We would have loved to sample all their beers (and the wonderful guest taps too!) but they were understandably not doing flights on their first day. So we picked three that looked good to us:
- Karst Belgian Pale: a delightful and delicate Belgian pale with great yeast character and a smooth sweetness. This was Wind’s favorite.
- Drift English Mild: a great example of a less common style — roasty without being bitter, malty without being heavy or oversweet. In many ways it reminds me of a Scottish ale that hasn’t been Americanized, an easy-drinking flavorful ale.
- River Rise Belgian Strong Dark: rich and malty, with a strong plum/raisin aspect. Earthy and a little spicy.
The tasting room is already very nice and comfortable, attractively decorated and has a lot more room than Swamp Head’s current tasting room (though I’m looking forward to their new brewery and tasting room they’re building right now). First Magnitude is also planning a beer garden which will be a welcome addition once the weather cools off later this Fall.
We headed up to Burlington last weekend to visit family and go to the Vermont Brewers Festival.
From the beginning, the festival showed signs of careful planning. Online ticketing went smoothly, even though the tickets sold out in a few hours. There were three 4-hour sessions planned over the course of the weekend. Each attendee received a number of tickets, so the beers were limited. And the food/merchandise area opened 30 minutes earlier than the beer booths. So we arrived early, had a quick lunch, and pored over the taplist while waiting for the main event.
When the beer started flowing, long lines quickly formed at three booths: two breweries you may have heard of, and one we hadn’t heard of (the only booth that we saw run out of beer). The benefit of the multiple sessions and those long lines was that the other lines were pretty short, ranging from at most ten minutes to no wait at all. So we were able to leisurely make our way through nearly 30 beers (15 tickets each). Some of our favorites:
- Lost Nation Petit Ardennes – a spicy, fruity saison — perfect on a warm day.

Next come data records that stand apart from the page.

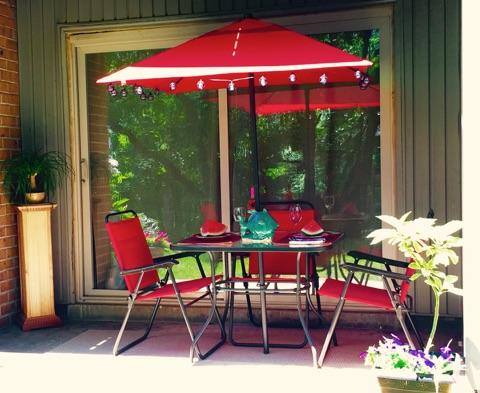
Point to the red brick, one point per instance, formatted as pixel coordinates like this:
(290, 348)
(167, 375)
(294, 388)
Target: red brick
(8, 308)
(8, 285)
(9, 144)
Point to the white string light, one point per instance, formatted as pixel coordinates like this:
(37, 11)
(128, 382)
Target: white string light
(200, 84)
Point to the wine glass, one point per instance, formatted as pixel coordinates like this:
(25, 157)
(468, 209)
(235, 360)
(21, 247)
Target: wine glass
(239, 213)
(295, 212)
(329, 202)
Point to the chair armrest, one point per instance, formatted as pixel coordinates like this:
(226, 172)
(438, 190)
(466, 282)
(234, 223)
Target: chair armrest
(377, 272)
(163, 265)
(358, 255)
(179, 255)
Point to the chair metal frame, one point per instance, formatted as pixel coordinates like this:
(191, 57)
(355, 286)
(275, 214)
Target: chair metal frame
(167, 262)
(314, 277)
(391, 285)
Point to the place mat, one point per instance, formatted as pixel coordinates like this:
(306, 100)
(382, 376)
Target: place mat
(227, 238)
(325, 239)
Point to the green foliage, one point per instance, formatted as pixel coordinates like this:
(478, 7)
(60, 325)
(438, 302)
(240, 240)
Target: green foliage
(429, 248)
(166, 150)
(34, 171)
(163, 158)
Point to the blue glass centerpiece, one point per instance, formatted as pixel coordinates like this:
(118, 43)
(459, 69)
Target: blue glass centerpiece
(258, 228)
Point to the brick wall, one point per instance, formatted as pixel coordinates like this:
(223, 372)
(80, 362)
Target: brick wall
(9, 144)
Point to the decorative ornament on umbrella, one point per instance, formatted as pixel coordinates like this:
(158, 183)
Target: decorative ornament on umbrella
(234, 56)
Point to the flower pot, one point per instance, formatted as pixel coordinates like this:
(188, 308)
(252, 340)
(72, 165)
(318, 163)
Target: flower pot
(35, 197)
(406, 385)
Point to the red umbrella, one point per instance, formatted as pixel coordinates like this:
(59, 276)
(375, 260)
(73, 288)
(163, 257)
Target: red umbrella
(250, 53)
(338, 97)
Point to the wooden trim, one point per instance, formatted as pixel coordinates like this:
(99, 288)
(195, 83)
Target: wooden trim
(224, 156)
(470, 85)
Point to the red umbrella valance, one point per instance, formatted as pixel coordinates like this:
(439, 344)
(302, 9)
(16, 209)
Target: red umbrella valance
(248, 49)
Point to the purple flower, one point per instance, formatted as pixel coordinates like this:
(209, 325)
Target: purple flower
(396, 339)
(429, 363)
(446, 353)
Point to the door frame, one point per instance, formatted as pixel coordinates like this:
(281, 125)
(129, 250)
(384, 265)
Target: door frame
(77, 41)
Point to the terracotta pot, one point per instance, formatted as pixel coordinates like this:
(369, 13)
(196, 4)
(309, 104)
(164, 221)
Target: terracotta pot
(403, 385)
(35, 197)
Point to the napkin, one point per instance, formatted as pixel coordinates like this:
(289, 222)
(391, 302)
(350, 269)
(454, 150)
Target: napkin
(212, 228)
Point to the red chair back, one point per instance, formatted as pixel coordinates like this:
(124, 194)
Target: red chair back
(282, 262)
(405, 286)
(131, 250)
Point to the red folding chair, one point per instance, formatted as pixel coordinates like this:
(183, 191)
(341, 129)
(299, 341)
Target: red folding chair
(393, 296)
(279, 267)
(140, 272)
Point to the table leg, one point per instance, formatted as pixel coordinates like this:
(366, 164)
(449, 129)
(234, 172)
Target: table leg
(299, 309)
(336, 316)
(226, 277)
(263, 303)
(195, 338)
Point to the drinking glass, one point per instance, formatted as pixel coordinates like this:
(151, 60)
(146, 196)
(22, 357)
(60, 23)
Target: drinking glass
(239, 213)
(329, 202)
(295, 213)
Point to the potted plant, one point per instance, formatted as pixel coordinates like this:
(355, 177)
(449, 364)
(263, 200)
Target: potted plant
(429, 248)
(31, 176)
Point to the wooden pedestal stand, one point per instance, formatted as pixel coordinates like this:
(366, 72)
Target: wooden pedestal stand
(36, 269)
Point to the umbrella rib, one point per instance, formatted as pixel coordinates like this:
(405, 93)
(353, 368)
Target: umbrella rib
(235, 44)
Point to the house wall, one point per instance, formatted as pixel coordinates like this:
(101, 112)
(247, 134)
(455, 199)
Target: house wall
(426, 49)
(9, 144)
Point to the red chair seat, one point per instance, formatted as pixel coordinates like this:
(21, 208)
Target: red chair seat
(269, 279)
(357, 293)
(183, 287)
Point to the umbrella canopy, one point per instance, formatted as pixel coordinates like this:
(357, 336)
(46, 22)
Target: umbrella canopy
(237, 52)
(247, 53)
(338, 97)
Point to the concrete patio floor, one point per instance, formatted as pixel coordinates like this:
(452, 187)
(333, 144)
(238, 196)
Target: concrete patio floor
(77, 357)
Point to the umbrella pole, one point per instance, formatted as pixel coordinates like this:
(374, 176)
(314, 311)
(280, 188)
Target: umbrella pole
(254, 139)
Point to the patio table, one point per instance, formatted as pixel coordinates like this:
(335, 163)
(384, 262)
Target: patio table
(228, 285)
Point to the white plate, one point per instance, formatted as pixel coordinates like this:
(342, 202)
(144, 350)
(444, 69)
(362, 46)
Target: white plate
(198, 236)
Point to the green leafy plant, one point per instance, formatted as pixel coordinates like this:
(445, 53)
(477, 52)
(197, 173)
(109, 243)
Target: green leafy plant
(429, 247)
(393, 354)
(33, 171)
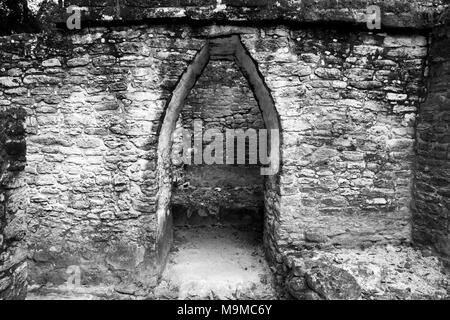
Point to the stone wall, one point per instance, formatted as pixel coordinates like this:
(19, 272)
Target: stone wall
(347, 104)
(416, 14)
(432, 179)
(95, 100)
(13, 197)
(221, 99)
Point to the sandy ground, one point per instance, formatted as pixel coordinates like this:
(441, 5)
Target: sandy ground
(216, 263)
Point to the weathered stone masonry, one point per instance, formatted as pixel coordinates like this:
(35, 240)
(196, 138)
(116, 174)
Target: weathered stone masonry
(432, 194)
(94, 102)
(13, 199)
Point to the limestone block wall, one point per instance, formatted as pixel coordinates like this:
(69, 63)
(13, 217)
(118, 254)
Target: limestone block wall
(13, 196)
(221, 99)
(432, 179)
(94, 100)
(347, 103)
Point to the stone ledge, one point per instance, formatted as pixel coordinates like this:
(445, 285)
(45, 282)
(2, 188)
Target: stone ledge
(420, 14)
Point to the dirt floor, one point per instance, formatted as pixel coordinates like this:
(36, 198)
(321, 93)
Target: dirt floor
(216, 263)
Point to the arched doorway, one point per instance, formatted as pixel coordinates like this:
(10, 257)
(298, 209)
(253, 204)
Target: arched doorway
(226, 48)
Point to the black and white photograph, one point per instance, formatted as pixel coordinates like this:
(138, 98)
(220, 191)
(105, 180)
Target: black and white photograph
(224, 155)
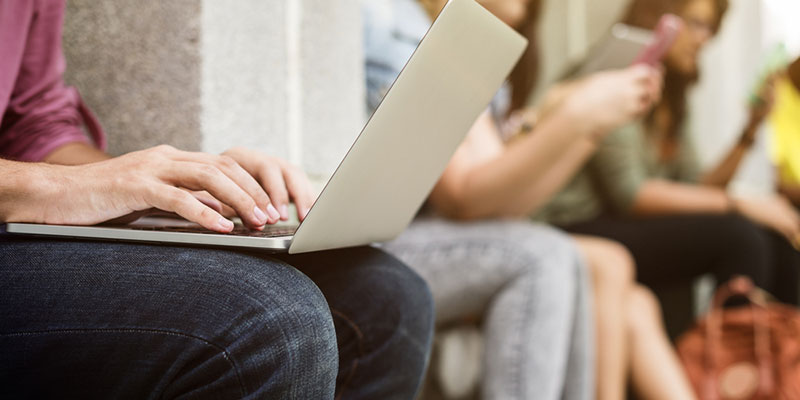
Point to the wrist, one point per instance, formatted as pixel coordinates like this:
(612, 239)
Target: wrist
(28, 192)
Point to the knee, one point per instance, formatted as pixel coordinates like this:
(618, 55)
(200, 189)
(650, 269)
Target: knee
(611, 264)
(739, 233)
(643, 309)
(404, 300)
(279, 327)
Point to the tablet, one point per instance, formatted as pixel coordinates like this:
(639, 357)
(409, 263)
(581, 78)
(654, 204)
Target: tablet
(618, 49)
(625, 45)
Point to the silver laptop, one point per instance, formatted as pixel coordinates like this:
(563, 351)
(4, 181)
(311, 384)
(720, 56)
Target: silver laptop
(396, 160)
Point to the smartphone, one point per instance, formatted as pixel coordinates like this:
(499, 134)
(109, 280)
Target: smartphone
(776, 59)
(664, 36)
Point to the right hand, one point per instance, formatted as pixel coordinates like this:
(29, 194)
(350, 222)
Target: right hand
(608, 100)
(160, 177)
(773, 212)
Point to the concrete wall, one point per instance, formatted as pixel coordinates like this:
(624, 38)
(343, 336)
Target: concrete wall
(276, 75)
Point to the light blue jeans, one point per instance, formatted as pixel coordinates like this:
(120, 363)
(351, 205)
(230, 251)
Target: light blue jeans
(530, 285)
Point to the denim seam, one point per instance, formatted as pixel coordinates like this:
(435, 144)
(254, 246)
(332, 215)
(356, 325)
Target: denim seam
(361, 350)
(222, 349)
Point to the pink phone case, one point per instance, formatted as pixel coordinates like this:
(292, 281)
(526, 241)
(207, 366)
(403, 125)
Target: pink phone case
(666, 32)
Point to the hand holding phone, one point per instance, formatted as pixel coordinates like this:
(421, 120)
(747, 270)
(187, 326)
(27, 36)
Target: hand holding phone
(665, 34)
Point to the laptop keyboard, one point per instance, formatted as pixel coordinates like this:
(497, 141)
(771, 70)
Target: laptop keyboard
(238, 230)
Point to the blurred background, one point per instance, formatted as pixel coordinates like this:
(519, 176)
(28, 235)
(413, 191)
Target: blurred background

- Alchemist Crusher – a sweet, resiny big brother to Heady Topper.
- Brasserie Dunham Saison du Pinnacle – a tart saison with nice Brett funkiness.
- Foley Brothers Fair Maiden – a big woody IPA with pungent grapefruit hopppiness.
- Mystic Chardonnay Saison – a fine wine-barrel fermented saison, with notes of honey.
And of course, it wouldn’t be a festival without some strange beers you’d never try otherwise:
- Burlington Beer’s Folklife – a gruit which tasted exactly like a nice loaf of rosemary bread. Not unpleasant, exactly, but pretty far from what I normally expect from beer (even with a pretty liberal definition).
- Kingdom Brewery’s Jack Piipa – a pumpkin IIPA, very rummy and hot. One of the strongest beers I saw at the festival too.
Overall, one of the best festivals I’ve been to — short lines, good portable bathrooms (not portapotties), good food, a great variety of beers and plenty to go around. The setting in the park right on Lake Champlain was fantastic. The only shortcomings I can think of is that there wasn’t much shade, and water was only available over at one side of the site. Unlike Florida, you don’t have to have coolers full of water at every booth to prevent heatstroke. But it definitely would improve the experience.